2. Coordination- How do the various non-governmental groups coordinate their activities (if they do at all)?
3. Sustainability- What is the exit plan? Is the Global Fund going to continue to give money to China for the next 15-20 years?
3. It’s about diplomacy and dialogue, not aid.
The interaction provides a unique opportunity to promote the uptake of such universal values as transparency, accountability and inclusion through democratic processes.
This gets to the heart of why most donors provide foreign aid for health- it’s for a specific agenda that fits with the donor, and not purely (or mainly) for altruistic reasons. As I noted in the previous blog, Ed Gomez and I have been looking into the role of the international community in domestic health financing in the major middle-income countries. Given that external funding constitutes such a small percentage of health financing in these middle-income countries, it seems counter-intuitive that donors would see relatively small investments (for the recipient country) and large investments for them as worthwhile. What we have found for Brazil and India is that these small monies are used catalytically- thus relatively small amounts of money are being used to pull domestic spending towards the goals of the global community, ie. donors. And the monies that are being given to these countries are tied to a specific agenda- whether normative, political or geostrategic.

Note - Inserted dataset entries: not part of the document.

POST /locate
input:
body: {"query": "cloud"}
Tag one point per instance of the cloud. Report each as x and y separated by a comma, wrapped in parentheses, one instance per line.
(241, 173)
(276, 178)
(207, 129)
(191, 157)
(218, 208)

Thompson and Ping make this interest explicit- the U.S. (and the Global Fund) should continue to keep giving China money because it is in the U.S. interest to do so- for promoting ‘Western’ norms (such as transparency, public participation, accountability) and for strengthening China’s health system thus helping prevent the spread of infectious disease.
While these are fair arguments, there’s also a strong case to be made for limited aid dollars to go to the most in-need countries, such as Malawi, Haiti, and Niger, whose governments are struggling to meet the basic needs of their populations, to the most vulnerable individuals, such as children, for the most common and life-threatening diseases, such as malaria and TB. These should take priority over the interests of donor countries.
But perhaps I’m too much of an idealist.